Members of the board of trustees are donating millions to keep the college doors open. They’re understandably tired of that and want King’s to have a “rainmaker.” The King’s board does everything in proper order. It establishes a search committee and attracts some solidly evangelical candidates. Then comes a surprise, as key search committee and board members, some of whom remember the 2007 Hitchens-D’Souza debate, pivot to Dinesh D’Souza.
It’s an odd choice for an evangelical college. Raised Catholic, D’Souza has little theological knowledge but has sometimes gone with his wife to an evangelical church. The important part of D’Souza’s candidacy is that he has support from the billionaire DeVos clan, headed by Amway founder Richard DeVos. One wealthy trustee tells me he doesn’t disagree with my theological concerns, but he asks, “What choice do we have?” I respond, “Trust God.” The trustee says, “That’s not enough.” He also insists nothing has changed about the school’s mission or values, so my contractual bailout doesn’t apply.
Determined to make King’s pay me, I leave for a long planned, week-long trip rafting down the Colorado River through the Grand Canyon. The canyon seen from above impressed me two decades earlier, but this time, at river level, in the bosom of God’s creation, I look at the stars, think about his grandeur, and return to New York resolved not to make a fuss: God will take care of things. Yes, it looks like the choice of D’Souza is an attempt to serve both God and Mammon, but maybe God will be merciful and allow it to work.

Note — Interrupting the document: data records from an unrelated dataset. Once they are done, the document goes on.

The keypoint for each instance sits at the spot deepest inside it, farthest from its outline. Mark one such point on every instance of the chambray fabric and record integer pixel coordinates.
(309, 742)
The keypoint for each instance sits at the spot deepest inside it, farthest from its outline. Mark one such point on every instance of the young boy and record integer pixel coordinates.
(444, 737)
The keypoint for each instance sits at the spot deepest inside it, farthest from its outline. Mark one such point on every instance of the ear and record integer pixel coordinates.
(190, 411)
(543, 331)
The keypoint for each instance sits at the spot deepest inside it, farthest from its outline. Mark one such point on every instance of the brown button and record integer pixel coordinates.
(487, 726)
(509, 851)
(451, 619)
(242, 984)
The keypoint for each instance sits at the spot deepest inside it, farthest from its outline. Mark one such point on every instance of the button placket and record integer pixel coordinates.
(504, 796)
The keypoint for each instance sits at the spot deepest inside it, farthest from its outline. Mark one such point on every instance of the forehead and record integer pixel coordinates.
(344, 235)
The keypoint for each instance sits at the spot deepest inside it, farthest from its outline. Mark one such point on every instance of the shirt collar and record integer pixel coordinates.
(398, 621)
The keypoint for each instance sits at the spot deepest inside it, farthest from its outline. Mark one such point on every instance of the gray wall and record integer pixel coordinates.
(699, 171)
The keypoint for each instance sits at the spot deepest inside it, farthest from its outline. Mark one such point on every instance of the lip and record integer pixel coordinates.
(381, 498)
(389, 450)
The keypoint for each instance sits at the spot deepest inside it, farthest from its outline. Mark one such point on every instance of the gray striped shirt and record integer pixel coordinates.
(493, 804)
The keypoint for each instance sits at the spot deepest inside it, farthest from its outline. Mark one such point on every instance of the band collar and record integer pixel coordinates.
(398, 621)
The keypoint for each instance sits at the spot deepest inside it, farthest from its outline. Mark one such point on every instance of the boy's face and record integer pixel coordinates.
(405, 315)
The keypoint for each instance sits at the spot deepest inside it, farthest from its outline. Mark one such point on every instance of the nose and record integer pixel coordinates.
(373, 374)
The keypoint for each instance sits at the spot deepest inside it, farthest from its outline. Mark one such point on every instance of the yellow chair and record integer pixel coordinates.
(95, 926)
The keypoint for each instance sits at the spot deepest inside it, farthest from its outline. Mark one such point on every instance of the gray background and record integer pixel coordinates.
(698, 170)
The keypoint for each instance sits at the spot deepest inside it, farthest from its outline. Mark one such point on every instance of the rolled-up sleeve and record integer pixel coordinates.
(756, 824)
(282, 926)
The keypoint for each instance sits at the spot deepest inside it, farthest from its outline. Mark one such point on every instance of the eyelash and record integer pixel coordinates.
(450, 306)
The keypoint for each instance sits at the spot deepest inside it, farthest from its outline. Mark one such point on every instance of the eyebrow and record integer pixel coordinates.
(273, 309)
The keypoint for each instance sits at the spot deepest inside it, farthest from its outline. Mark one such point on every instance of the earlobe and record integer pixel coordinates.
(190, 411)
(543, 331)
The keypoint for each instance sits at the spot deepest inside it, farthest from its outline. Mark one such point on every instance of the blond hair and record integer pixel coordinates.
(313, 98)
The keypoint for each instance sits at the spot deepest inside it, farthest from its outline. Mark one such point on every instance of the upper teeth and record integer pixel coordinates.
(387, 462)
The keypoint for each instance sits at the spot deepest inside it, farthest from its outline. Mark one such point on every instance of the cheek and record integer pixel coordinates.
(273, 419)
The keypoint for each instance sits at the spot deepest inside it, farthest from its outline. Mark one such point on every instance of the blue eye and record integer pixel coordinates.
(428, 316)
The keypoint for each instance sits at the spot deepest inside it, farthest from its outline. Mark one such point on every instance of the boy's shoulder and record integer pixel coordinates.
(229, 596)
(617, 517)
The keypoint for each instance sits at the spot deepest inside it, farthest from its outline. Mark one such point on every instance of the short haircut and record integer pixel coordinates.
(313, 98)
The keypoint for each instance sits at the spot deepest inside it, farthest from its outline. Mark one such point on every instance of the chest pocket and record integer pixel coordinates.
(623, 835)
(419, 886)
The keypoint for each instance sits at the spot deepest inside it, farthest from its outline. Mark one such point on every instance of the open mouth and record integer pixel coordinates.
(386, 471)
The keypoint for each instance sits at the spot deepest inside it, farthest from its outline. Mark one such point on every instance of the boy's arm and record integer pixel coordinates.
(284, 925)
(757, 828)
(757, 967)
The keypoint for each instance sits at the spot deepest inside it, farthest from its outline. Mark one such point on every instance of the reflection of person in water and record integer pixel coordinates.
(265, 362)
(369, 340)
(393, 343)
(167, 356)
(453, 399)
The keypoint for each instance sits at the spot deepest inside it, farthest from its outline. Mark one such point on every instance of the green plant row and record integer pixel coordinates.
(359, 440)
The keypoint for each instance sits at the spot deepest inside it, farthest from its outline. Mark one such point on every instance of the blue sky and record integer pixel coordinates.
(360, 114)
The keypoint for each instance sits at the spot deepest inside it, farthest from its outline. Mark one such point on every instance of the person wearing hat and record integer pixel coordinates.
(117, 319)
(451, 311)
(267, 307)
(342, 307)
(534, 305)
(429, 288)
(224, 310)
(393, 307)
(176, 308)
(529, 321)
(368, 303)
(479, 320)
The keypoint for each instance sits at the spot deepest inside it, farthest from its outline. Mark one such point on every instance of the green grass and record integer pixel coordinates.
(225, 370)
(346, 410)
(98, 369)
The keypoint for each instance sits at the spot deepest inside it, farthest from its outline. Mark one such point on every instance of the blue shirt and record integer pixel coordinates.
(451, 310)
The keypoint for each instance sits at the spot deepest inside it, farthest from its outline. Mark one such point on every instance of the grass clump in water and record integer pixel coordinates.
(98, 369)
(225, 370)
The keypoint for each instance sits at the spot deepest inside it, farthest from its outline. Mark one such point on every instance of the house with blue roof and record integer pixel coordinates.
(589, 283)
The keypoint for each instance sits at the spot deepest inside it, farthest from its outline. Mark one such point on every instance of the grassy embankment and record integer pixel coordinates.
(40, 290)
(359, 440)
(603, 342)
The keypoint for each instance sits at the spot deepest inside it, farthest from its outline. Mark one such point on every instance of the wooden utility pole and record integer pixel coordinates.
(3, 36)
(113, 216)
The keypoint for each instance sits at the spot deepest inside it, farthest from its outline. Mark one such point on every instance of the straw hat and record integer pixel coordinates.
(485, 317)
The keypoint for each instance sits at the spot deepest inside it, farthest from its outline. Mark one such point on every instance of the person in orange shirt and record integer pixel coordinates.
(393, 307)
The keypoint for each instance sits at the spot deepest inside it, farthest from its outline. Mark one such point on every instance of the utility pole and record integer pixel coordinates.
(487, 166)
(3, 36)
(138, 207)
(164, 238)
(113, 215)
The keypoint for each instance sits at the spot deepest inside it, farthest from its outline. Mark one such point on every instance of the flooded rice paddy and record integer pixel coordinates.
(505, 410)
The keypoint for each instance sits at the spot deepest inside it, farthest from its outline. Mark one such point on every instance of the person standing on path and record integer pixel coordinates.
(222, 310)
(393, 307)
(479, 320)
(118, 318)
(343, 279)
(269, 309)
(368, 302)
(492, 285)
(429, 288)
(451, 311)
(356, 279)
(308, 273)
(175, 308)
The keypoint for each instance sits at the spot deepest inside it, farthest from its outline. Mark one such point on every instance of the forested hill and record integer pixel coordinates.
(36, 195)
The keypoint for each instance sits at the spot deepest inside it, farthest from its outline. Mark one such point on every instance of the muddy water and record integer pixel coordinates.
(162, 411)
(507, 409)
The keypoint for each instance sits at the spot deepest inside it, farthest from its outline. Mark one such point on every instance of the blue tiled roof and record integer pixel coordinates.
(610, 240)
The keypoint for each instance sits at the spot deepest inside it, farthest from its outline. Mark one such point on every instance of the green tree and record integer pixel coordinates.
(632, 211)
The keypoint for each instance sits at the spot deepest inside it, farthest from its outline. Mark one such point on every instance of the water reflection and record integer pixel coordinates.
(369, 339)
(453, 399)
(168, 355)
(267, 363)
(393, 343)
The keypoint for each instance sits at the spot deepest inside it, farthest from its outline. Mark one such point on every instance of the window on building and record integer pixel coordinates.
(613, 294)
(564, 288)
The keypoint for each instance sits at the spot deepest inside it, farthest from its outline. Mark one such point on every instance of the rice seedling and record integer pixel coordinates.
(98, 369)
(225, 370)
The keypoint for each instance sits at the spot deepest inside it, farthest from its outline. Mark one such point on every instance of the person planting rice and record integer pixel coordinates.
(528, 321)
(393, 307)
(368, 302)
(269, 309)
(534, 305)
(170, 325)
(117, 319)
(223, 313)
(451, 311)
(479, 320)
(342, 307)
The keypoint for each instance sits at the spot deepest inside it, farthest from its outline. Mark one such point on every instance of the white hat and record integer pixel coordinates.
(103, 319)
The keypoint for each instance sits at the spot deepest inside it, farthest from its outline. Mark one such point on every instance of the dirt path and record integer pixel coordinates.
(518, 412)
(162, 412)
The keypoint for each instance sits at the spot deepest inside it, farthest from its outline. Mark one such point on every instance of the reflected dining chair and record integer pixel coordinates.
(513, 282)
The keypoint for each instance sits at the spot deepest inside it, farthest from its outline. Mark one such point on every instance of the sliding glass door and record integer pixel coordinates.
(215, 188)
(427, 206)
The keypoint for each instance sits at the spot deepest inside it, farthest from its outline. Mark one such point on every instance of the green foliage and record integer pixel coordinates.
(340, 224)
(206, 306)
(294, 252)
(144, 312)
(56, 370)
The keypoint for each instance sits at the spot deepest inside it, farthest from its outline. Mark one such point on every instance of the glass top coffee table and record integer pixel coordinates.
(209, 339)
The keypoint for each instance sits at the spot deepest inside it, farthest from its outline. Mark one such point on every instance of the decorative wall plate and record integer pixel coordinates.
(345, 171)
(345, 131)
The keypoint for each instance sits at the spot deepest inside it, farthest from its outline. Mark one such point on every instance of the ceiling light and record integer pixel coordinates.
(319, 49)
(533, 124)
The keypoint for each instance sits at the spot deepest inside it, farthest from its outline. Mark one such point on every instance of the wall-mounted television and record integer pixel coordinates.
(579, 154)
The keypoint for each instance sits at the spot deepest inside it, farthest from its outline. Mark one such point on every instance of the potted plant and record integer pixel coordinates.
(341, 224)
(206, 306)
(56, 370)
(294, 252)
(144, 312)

When the D’Souza selection goes public, Christianity Today writer Andy Crouch is one of many who point out the implication of D’Souza’s selection: He tweets, “King’s is now firmly positioned as an ideologically conservative school, not as a Christian school.” Most of the King’s faculty members are
upset by the appointment. I stick to my resolution not to lead a civil war that will produce despair among students, some recruited by me, and havoc among the faculty. I have another job to go to, at World. Professors who incur D’Souza’s wrath will probably end up unemployed.
In September 2010, President D’Souza makes it clear to me that he will not just concentrate on fundraising. He wants power in faculty hiring and intends to bring in a group of conservative scholars who won’t have to sign the King’s statement of faith. In October, D’Souza’s The Roots of Obama’s Rage comes out. The book says Obama is a semi-nutty would-be dictator who governs “according to the dreams of a Luo tribesman,” his Kenyan father. King’s gains publicity not as a Christian college in the heart of Manhattan but as the home of a right-wing crank.
Can King’s serve not only God and Mammon but the Republican Party as well? I tell board members they’ve made a mistake, but they did follow proper procedure and were acting out of financial desperation. I announce my resignation, do not try to hold King’s to the contract, and turn down press requests for interviews.
The King’s College stays open with DeVos dollars. My advice to professors is keep your chins up in the classroom and your heads down in relation to the new administration. Wait and see what God will do. As they say in Narnia, God is not safe, “but he’s good. He’s the King, I tell you.” King of kings and King of King’s.
Two providential developments in my life quickly occur. World’s CEO asks me to assume leadership of the World Journalism Institute, which puts on short courses for college journalists. Then Patrick Henry College hires me to continue my interview series by coming to its campus in Virginia four times a year, for a week at a time.